Le film se déroule sur vingt-quatre heures, d’un matin à l’autre. Il s’ouvre sur la scène du vieil homme, le grand-père. Il s’achève de la même manière, le regard et les larmes aux yeux. « Laisse le monde dehors, il ne vaut plus rien », dit-il à sa belle-fille. C’est uniquement à travers les rideaux, les fenêtres et l’œilleton de la porte barricadée qu’ils observent le conflit. Mais c’est finalement ce qui ne se voit pas qui est le plus terrible. Le sniper qui menace, le point rouge qui apparait sur le front, les bombes, les allers et venues d’intrus dans l’immeuble, invisibles mais bruyants. Le spectateur partage l’angoisse et la tétanie des personnages.

Les personnages sont rassemblés dans la cuisine après avoir entendu des intrus dans l’immeuble. Capture d’écran extraite de la bande annonce d’Une famille syrienne ».

Van Leeuw choisit de s’attacher à l’ordinaire dans un contexte d’horreur.
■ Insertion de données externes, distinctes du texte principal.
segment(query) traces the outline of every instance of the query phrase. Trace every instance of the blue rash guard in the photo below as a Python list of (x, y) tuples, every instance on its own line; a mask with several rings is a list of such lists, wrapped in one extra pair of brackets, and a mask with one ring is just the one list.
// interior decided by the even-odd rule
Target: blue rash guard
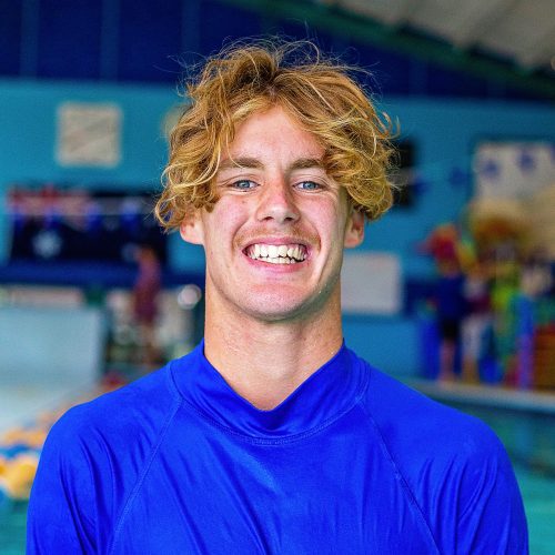
[(525, 554), (527, 532), (480, 421), (345, 346), (260, 411), (201, 344), (54, 425), (28, 553)]

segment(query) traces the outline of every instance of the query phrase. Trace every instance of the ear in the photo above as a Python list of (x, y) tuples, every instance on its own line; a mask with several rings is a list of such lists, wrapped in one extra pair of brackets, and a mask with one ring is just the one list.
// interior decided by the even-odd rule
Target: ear
[(188, 243), (204, 244), (204, 228), (198, 210), (181, 222), (179, 233)]
[(346, 249), (359, 246), (364, 240), (364, 214), (359, 210), (352, 210), (347, 218), (345, 229), (345, 240), (343, 245)]

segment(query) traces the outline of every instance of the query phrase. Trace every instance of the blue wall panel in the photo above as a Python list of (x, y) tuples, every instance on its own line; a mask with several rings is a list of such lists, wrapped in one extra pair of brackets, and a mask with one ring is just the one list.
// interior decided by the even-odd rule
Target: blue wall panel
[(89, 0), (40, 0), (38, 75), (100, 77), (102, 12)]
[(218, 52), (224, 41), (262, 33), (259, 14), (212, 0), (202, 2), (200, 28), (199, 47), (205, 56)]
[(182, 2), (120, 0), (118, 77), (176, 82), (181, 68)]
[(0, 12), (0, 74), (17, 75), (21, 57), (22, 0), (1, 7)]

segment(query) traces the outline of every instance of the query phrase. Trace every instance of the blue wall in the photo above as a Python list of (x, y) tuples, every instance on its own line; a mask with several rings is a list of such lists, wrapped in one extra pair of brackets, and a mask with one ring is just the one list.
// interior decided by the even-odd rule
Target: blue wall
[[(64, 101), (115, 102), (123, 112), (122, 161), (113, 169), (69, 169), (56, 162), (56, 110)], [(158, 190), (167, 143), (163, 119), (179, 97), (170, 85), (117, 85), (84, 82), (0, 81), (0, 208), (14, 182), (73, 182)], [(472, 152), (482, 139), (555, 141), (555, 114), (549, 107), (502, 101), (387, 98), (382, 108), (398, 118), (403, 138), (416, 147), (418, 194), (408, 209), (395, 209), (369, 226), (362, 249), (393, 251), (407, 279), (425, 279), (430, 261), (416, 245), (437, 224), (458, 216), (472, 194), (468, 179), (450, 179), (453, 169), (470, 174)], [(0, 225), (0, 261), (6, 260), (6, 218)], [(202, 271), (199, 248), (172, 236), (170, 264), (178, 271)], [(414, 374), (416, 323), (395, 319), (345, 316), (345, 337), (385, 370)]]

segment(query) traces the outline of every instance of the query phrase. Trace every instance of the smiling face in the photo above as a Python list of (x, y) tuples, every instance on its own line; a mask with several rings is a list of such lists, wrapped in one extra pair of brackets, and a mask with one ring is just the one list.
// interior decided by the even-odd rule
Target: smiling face
[(181, 225), (205, 250), (208, 309), (265, 322), (339, 312), (343, 248), (362, 242), (364, 219), (326, 174), (323, 154), (280, 107), (238, 127), (214, 209)]

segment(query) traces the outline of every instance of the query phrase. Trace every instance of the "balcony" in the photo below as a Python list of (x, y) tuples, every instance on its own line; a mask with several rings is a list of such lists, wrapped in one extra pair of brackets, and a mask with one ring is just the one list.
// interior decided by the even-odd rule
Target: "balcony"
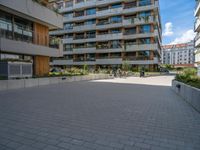
[(73, 54), (95, 53), (96, 47), (74, 48)]
[(149, 64), (158, 64), (158, 58), (153, 58), (150, 60), (149, 58), (145, 57), (126, 57), (127, 63), (132, 65), (149, 65)]
[(113, 53), (113, 52), (122, 52), (123, 48), (98, 48), (96, 49), (97, 53)]
[(122, 33), (97, 35), (97, 41), (118, 40), (122, 39)]
[[(3, 10), (12, 12), (33, 22), (43, 23), (51, 29), (63, 28), (63, 17), (33, 0), (1, 0)], [(8, 9), (10, 8), (10, 9)]]
[(135, 34), (124, 34), (124, 39), (136, 39), (136, 38), (146, 38), (146, 37), (155, 37), (158, 36), (158, 31), (154, 30), (154, 32), (144, 32), (144, 33), (135, 33)]
[(200, 50), (195, 51), (195, 63), (200, 64)]
[(88, 25), (82, 25), (82, 26), (75, 26), (74, 29), (73, 29), (73, 32), (87, 31), (87, 30), (96, 30), (96, 24), (88, 24)]
[(96, 16), (102, 17), (102, 16), (111, 16), (111, 15), (119, 15), (123, 11), (123, 8), (114, 8), (114, 9), (107, 9), (103, 11), (97, 11)]
[(200, 27), (200, 18), (196, 18), (195, 25), (194, 25), (194, 31), (195, 32), (199, 31), (199, 27)]
[(129, 14), (133, 12), (140, 12), (140, 11), (148, 11), (148, 10), (153, 10), (155, 8), (159, 8), (159, 4), (156, 1), (155, 3), (147, 3), (142, 6), (137, 6), (137, 7), (129, 7), (128, 9), (123, 10), (123, 14)]
[(73, 60), (53, 60), (52, 65), (73, 65)]
[(0, 49), (6, 53), (41, 55), (50, 57), (60, 57), (63, 55), (62, 49), (50, 48), (47, 46), (36, 45), (23, 41), (15, 41), (6, 38), (0, 38)]
[(122, 58), (100, 58), (100, 59), (96, 59), (96, 64), (98, 65), (122, 64)]
[(100, 29), (109, 29), (109, 28), (120, 28), (122, 27), (122, 22), (118, 22), (118, 23), (105, 23), (105, 24), (97, 24), (96, 29), (100, 30)]
[(144, 50), (157, 50), (158, 44), (131, 44), (125, 45), (125, 51), (144, 51)]
[[(30, 30), (22, 30), (8, 25), (7, 28), (0, 29), (0, 50), (5, 53), (42, 55), (59, 57), (63, 55), (63, 45), (60, 40), (50, 41), (50, 47), (34, 44), (33, 37), (40, 36)], [(48, 39), (48, 37), (45, 37)], [(48, 41), (46, 41), (48, 42)]]
[(121, 2), (122, 0), (96, 0), (96, 6)]
[(104, 5), (104, 4), (109, 4), (109, 3), (113, 3), (113, 2), (121, 2), (122, 0), (85, 0), (84, 2), (80, 2), (80, 3), (75, 3), (74, 5), (72, 4), (69, 7), (62, 7), (59, 11), (61, 13), (64, 12), (69, 12), (69, 11), (73, 11), (74, 9), (80, 9), (80, 8), (90, 8), (90, 7), (95, 7), (95, 6), (100, 6), (100, 5)]
[(64, 44), (73, 43), (73, 41), (74, 41), (73, 37), (63, 39)]

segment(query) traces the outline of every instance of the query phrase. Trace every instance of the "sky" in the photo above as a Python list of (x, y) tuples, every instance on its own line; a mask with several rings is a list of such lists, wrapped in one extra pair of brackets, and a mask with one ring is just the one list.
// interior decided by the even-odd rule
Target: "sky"
[(160, 0), (163, 45), (178, 44), (194, 38), (195, 0)]

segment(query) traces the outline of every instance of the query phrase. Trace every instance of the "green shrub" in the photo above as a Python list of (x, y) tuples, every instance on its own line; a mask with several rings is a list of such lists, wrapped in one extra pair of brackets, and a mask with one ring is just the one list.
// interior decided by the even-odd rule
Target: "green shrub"
[(175, 79), (193, 87), (200, 88), (200, 77), (197, 76), (196, 69), (184, 69), (182, 73), (176, 75)]

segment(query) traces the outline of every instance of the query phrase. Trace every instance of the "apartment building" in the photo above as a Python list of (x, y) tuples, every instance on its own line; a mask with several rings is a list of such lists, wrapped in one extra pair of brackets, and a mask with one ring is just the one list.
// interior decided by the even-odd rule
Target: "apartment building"
[(194, 67), (194, 41), (162, 46), (162, 64)]
[[(54, 0), (55, 1), (55, 0)], [(54, 66), (120, 67), (157, 70), (161, 53), (158, 0), (57, 0), (64, 16), (64, 56)]]
[(30, 62), (35, 75), (47, 75), (50, 57), (63, 55), (62, 44), (49, 38), (49, 29), (58, 28), (63, 17), (47, 0), (0, 0), (0, 61)]
[(195, 9), (195, 25), (194, 30), (197, 33), (195, 37), (195, 65), (198, 68), (198, 75), (200, 76), (200, 0), (196, 0)]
Oum Yazan, la mère, est obsédée par la propreté et l’ordre de sa maison, sûrement pour avoir un semblant de contrôle face au chaos extérieur. La vie de famille et les comportements sont cependant régis par la guerre. À la moindre alerte, le règle est la même. « Tous à l’abri dans la cuisine, ce sont les ordres de ton père », assène Oum à sa plus jeune fille quand celle-ci ne respecte pas le protocole.

La porte d’entrée barricadée a un rôle central et en devient un personnage à part entière. C’est une frontière avec le monde extérieur. Le thème clé de ce film, c’est bel et bien la survie. Tout au long de ce récit, le spectateur évolue dans un climat familial, d’entraide et de solidarité. La famille accueille chez elle un couple de voisins et leur bébé.

Mais une scène insupportable vient briser cet équilibre. Alors que la voisine se fait violer par deux intrus, la famille est tiraillée entre sortir l’aider ou rester enfermée dans la cuisine. Cette hésitation symbolise toute la complexité du film. Loin de tout manichéisme, il propose une vision contrastée plus proche de la réalité.

Alerter sur la situation des civils syriens. Etait-ce là l’intention principale du réalisateur ? Pendant une heure et demie, le spectateur se retrouve lui aussi piégé entre les quatre murs de cet appartement, entre peur et oppression. La souffrance révélée dans ce film est également à voir comme un message envoyé aux opposants à l’accueil de réfugiés.